Beschreibung des Vorschlags
Daniel Mantzke hat schon einen Vorschlag für eine Busverbindung Sebnitz-Sohland-Löbau vorgestellt, die meines Erachtens nach aber schon in Oppach enden sollte, da dort Anschlüsse in alle Richtungen bestehen. Auch einen alternativen Streckenverlauf habe ich dort beschrieben, welchen ich hier bildlich darstellen möchte.

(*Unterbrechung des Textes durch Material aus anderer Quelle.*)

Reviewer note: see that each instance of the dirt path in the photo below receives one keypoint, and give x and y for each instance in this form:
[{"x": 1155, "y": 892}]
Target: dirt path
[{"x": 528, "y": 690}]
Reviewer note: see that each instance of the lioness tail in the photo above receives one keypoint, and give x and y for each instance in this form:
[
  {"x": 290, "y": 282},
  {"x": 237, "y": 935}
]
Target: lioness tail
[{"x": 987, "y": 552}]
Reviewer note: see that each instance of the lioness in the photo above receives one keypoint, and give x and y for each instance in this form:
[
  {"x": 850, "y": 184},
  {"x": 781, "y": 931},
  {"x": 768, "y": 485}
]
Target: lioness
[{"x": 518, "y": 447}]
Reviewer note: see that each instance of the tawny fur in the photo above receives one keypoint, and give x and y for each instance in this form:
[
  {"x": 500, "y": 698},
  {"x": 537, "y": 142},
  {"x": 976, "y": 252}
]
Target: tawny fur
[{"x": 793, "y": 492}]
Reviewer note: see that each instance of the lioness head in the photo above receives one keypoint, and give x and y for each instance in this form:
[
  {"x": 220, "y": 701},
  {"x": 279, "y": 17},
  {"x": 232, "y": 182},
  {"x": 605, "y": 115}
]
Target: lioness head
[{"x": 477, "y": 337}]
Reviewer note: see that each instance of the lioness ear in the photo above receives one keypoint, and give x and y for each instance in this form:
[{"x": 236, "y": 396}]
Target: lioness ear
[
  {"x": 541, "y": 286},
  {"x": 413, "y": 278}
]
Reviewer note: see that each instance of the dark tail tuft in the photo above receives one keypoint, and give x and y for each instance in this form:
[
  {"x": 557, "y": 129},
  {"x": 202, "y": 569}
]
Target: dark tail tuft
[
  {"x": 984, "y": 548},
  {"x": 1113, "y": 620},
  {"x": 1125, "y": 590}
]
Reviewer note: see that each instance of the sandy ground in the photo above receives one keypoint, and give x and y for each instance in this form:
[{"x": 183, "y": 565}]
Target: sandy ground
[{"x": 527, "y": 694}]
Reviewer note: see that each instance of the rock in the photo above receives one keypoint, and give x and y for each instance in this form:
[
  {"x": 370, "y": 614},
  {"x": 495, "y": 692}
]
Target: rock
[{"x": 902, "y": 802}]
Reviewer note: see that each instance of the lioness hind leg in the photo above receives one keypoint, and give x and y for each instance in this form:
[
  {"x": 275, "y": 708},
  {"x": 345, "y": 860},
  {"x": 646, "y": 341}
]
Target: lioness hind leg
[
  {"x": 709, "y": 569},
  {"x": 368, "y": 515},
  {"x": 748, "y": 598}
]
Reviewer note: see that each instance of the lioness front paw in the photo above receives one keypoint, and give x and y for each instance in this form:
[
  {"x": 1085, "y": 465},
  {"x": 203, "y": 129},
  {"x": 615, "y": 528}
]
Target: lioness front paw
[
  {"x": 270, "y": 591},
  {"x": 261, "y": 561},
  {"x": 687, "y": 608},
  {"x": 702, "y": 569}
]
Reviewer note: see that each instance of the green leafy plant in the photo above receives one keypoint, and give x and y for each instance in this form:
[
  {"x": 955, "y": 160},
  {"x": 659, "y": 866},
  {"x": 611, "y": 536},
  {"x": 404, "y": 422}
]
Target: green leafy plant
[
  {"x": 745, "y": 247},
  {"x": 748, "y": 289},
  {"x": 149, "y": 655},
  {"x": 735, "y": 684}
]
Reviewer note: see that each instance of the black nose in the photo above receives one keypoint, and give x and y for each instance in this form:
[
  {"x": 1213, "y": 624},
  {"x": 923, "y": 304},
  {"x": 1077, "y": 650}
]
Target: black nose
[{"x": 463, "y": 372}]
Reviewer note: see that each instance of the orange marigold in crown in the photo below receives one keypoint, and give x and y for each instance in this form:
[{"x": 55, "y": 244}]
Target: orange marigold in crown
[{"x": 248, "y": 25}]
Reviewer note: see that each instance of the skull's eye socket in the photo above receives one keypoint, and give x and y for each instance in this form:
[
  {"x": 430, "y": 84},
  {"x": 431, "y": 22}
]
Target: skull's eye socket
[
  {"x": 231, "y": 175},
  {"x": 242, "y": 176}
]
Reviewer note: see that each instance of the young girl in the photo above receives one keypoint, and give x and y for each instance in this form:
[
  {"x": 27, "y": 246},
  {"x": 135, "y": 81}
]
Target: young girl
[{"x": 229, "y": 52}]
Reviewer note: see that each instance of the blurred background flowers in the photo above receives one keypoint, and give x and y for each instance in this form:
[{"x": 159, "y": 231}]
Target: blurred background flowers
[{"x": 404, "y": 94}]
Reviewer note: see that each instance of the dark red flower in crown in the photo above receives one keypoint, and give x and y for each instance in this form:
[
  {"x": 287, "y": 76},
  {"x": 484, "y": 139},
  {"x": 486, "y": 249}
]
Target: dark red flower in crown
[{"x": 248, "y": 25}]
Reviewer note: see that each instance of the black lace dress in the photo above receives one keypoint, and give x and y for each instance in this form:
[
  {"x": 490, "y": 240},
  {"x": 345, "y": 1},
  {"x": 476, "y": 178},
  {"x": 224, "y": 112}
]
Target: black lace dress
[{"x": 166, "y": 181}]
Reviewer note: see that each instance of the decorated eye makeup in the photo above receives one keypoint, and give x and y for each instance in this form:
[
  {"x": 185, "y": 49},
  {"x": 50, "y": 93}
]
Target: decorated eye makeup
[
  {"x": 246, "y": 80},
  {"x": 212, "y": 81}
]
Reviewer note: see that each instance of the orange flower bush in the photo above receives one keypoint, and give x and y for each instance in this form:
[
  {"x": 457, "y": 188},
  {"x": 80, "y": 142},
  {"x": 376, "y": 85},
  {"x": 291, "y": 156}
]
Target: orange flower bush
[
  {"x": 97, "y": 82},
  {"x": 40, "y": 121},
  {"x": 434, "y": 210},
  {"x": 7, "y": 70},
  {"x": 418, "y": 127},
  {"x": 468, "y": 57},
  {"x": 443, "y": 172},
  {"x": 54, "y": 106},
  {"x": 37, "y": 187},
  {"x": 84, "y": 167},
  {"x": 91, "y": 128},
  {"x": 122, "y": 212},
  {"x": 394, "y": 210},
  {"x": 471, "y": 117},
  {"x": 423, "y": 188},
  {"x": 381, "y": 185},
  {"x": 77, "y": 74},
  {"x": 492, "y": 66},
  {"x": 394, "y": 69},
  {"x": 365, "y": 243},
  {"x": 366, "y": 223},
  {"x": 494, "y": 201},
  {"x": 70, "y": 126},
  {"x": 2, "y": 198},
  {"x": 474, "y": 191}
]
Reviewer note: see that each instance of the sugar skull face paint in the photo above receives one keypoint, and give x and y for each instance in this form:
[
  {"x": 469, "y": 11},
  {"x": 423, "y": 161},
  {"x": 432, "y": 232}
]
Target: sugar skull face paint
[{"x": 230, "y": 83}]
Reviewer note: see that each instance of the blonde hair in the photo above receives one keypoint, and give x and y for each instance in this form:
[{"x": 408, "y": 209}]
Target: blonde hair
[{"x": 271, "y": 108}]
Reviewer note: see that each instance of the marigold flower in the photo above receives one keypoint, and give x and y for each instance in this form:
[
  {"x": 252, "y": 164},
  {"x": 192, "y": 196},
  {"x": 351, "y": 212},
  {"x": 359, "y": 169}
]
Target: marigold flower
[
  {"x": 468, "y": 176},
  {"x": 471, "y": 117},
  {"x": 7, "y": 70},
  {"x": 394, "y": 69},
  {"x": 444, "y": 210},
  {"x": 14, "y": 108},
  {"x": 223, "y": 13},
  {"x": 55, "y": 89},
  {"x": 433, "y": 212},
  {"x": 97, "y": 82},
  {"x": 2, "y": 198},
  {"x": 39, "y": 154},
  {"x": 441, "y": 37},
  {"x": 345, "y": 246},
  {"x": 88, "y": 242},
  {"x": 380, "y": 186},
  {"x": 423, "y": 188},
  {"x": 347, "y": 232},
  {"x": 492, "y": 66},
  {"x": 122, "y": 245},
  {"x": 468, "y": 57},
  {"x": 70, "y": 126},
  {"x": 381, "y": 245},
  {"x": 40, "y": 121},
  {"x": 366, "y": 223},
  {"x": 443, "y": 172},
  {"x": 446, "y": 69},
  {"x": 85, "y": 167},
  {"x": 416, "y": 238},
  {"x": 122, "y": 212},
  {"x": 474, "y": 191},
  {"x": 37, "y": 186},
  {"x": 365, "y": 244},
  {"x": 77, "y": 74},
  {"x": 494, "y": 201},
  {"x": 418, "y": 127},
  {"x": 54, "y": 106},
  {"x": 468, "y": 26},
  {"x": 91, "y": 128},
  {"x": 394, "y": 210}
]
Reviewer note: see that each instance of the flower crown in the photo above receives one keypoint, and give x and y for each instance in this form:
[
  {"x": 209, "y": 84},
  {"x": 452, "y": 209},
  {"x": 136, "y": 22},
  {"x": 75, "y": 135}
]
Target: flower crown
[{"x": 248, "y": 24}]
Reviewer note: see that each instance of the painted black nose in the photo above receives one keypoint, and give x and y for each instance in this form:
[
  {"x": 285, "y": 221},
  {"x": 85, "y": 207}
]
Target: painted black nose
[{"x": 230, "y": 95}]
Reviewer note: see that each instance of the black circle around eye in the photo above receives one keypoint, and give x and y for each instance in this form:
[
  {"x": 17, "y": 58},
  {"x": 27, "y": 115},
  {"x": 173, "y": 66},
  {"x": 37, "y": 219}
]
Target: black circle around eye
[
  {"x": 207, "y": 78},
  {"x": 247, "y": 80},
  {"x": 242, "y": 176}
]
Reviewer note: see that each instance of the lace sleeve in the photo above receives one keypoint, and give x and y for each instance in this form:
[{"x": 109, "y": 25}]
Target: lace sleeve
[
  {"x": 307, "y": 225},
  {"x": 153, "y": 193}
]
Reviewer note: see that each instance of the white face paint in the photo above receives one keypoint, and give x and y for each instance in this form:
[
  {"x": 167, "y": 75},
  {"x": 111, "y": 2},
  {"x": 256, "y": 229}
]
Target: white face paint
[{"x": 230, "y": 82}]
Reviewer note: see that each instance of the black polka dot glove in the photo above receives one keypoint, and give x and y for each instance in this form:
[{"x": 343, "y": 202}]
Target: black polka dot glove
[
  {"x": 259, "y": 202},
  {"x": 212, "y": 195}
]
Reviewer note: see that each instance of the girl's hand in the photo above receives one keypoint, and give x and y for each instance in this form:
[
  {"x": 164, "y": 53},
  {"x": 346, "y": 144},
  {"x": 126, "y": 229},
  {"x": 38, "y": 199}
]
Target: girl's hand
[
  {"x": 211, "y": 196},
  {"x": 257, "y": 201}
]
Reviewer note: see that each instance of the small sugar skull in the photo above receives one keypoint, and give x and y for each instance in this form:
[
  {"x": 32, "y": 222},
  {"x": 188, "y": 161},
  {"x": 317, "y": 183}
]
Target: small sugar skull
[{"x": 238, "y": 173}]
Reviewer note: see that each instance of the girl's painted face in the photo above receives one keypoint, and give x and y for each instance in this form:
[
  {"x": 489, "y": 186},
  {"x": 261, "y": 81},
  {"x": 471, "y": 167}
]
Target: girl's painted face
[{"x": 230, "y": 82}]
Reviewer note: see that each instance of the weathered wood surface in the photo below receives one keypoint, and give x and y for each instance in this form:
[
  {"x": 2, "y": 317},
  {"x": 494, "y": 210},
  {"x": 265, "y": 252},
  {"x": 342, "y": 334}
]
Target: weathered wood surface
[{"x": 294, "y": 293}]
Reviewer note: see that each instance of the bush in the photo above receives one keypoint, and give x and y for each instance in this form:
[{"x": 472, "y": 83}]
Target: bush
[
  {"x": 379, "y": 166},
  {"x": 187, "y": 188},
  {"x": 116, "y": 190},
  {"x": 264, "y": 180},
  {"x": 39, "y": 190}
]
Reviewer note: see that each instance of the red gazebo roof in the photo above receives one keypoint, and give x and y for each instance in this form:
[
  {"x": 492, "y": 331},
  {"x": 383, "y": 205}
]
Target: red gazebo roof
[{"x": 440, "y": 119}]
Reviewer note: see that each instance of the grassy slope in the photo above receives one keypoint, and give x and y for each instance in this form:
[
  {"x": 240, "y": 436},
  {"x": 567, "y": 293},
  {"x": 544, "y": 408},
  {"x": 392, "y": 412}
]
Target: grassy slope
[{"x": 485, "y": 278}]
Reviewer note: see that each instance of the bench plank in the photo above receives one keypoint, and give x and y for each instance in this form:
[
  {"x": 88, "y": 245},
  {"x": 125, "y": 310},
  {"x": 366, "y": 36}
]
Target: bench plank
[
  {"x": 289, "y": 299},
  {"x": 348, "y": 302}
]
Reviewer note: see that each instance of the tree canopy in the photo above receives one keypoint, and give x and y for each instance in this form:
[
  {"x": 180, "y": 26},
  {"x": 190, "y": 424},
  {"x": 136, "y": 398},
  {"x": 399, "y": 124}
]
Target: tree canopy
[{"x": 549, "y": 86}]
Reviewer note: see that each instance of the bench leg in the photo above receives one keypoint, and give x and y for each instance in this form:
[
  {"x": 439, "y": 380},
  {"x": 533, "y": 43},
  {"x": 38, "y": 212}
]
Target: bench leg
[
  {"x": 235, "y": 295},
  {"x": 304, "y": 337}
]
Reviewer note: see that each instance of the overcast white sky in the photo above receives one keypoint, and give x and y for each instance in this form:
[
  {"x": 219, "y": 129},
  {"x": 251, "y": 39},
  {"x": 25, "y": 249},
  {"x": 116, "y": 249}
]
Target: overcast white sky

Diese Variante würde es auch erlauben, die bestehende Linie 116 Oppach-Taubenheim-Sohland-Wehrsdorf als Basis zu nehmen und nach Südwesten zu verlängern. Zwischen Oppach und Wehrsdorf würde deren Verlauf praktisch komplett übernommen, nur zwischen den Haltestellen Sohland, Pachterhof und Tännicht biegt der Bus ab, um das Wintersportzentrum Tännicht direkt anzusteuern. Auf dem Ast ins Sohlander Neudorf wird auf Höhe des Forstmuseums eine neue Haltestelle eingerichtet. Im Bereich der beiden Sohlander Schulen gilt, wie bisher gehandhabt, ein spezifisches, auf die Anfangs- und Endzeiten des Unterrichts abgestimmtes Fahrplanregime, nach welchem entweder über Rathaus und Bahnhof oder über die beiden Schulen gefahren wird. Ab Wehrsdorf geht es westlich über den Steinberg nach Steinigtwolmsdorf und dort nach Halt an der Schule dann nach Süden, um diese Teile des Ortes erstmals einzubinden. Der Grenzübergang, welcher aktuell nur für Fußgänger und Radfahrer freigegeben ist, müsste mittels Rufsperren gesichert werden. So können die Busse passieren, während er für andere KfZ weiter geschlossen bleibt. Über Severni und Lobendava fährt man weiter nach Dolni Poustevna, wo der zweite Grenzübertritt am Übergang Sebnitz erfolgt. Der Endpunkt befindet sich am Bahnhof Sebnitz, wo Anschluss an die städtischen Buslinien sowie den SPNV besteht.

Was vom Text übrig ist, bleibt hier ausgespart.